Eventually, long after my husband and I had moved elsewhere, the staff and the work were moved out to merge with another, more modern court. I have no idea what happened to the mouldy files from the lurking cupboard but hope if they weren’t burned, they were put in some kind of bio hazard facility. 

The beautiful if neglected old building lay empty. And then it was bought up, refurbished completely and turned into a restaurant. My husband and I went to a small reunion there a month ago with a few of our old colleagues. It was quite jaw-dropping. All the oak was polished and gleaming, the rooms were full of soft light, the tiles on the floors shone. The courtroom, which had been dull and cold, was glorious, almost golden. It was all beautiful.

We walked around pointing at things, to the bafflement of the other diners.

‘Wasn’t that where you used to sit?’ 

‘Did this room really have a fireplace in it?’ 

‘I hear the restaurant workers think the kitchen’s haunted.’

‘Honestly?’

‘Who knew the windows were that big?’ 

‘Shame it didn’t have a bar in it when we were here.’

‘Where was the counter/little interview room/safe?’ 

‘Have you seen the other staircase?’

‘What other staircase?’

‘The other staircase to the basement.’

It was true. In the foyer, where the public loos and stationary cupboard had once been, builders had uncovered a long forgotten staircase. It followed the curve of the one leading to the courtroom and descended into the basement – into the dark part of the basement. But it was no longer gloomy and creepy. Instead there were modern restrooms: clean, airy and stylish. There was no trace of that dimly remembered archive room whatsoever.

My husband and I took photos galore and reminisced with our friends over an excellent meal in Victorian opulence. The old building seemed to be saying ‘see what I look like when someone loves me?’

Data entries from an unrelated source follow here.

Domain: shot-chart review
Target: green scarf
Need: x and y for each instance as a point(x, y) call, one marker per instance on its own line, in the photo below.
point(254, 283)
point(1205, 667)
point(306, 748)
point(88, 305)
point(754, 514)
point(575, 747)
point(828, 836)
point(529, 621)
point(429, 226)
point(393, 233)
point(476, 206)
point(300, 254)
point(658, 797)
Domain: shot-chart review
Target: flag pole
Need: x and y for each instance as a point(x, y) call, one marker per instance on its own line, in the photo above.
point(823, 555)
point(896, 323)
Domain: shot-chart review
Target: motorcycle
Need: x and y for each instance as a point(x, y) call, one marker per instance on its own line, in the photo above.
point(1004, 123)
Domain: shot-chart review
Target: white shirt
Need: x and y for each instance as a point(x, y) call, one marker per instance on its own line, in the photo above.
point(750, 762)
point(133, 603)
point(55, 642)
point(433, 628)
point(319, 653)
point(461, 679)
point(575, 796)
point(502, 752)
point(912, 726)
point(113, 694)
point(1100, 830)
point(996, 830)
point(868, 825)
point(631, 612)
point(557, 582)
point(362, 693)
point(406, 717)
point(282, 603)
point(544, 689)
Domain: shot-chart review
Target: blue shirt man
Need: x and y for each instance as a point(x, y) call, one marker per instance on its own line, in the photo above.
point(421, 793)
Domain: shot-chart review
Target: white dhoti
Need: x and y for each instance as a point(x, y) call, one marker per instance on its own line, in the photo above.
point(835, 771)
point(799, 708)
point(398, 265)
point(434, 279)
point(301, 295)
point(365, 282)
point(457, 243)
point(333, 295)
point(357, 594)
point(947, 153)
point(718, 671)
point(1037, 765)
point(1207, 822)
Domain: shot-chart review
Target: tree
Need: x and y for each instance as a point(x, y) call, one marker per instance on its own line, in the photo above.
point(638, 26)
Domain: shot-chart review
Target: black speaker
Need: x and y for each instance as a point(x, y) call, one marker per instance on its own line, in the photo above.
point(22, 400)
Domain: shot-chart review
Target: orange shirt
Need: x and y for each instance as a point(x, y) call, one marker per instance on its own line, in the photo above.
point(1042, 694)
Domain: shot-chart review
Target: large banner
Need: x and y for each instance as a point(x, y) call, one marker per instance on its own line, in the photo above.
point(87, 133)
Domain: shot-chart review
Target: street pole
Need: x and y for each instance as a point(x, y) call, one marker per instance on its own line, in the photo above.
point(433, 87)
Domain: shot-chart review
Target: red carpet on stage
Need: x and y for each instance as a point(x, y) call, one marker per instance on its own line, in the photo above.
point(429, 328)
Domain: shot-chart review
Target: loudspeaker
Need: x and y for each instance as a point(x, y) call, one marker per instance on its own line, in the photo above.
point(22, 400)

A few weeks later, he and I were still arguing over what the basement had looked like back when the two of us were working there. Eventually the other Sunday afternoon, we sketched it out on a piece of paper.

‘Here was the staff staircase.’

‘Yes.’

‘And this is where the staff loos were.’

‘Yes.’

‘And this was the staff-room and the kitchen bit was round here.’

‘Yes.’

‘And then there was a sort of side corridor that went to the filing room with the window.’

‘Was it like that? Wasn’t it like this?’

‘Not sure. Was it? Anyway, what about the other room? The haunted one.’

We drew and redrew and bickered for a bit and then when we thought it was just about right, tried to work out where the ‘new’ staircase came down and how the refurbished layout related to what had been there before. This discussion (argument) lasted quite a while. In the end, we both got our phones out to compare photographs.

Neither of us had any.

‘But that’s ridiculous,’ I said. ‘I’m sure I took some.’

‘So did I,’ said my husband.

We scrolled through and compared photos we’d taken of the staircase itself, the courtroom, our colleagues, paintings on the walls. But there were none of the basement. Not one.

So the question is, did we think we’d taken photos which we hadn’t, busy catching up with old friends or did the ghost of the basement wipe them from our phones?

And if so – what, after all this time, is he hiding?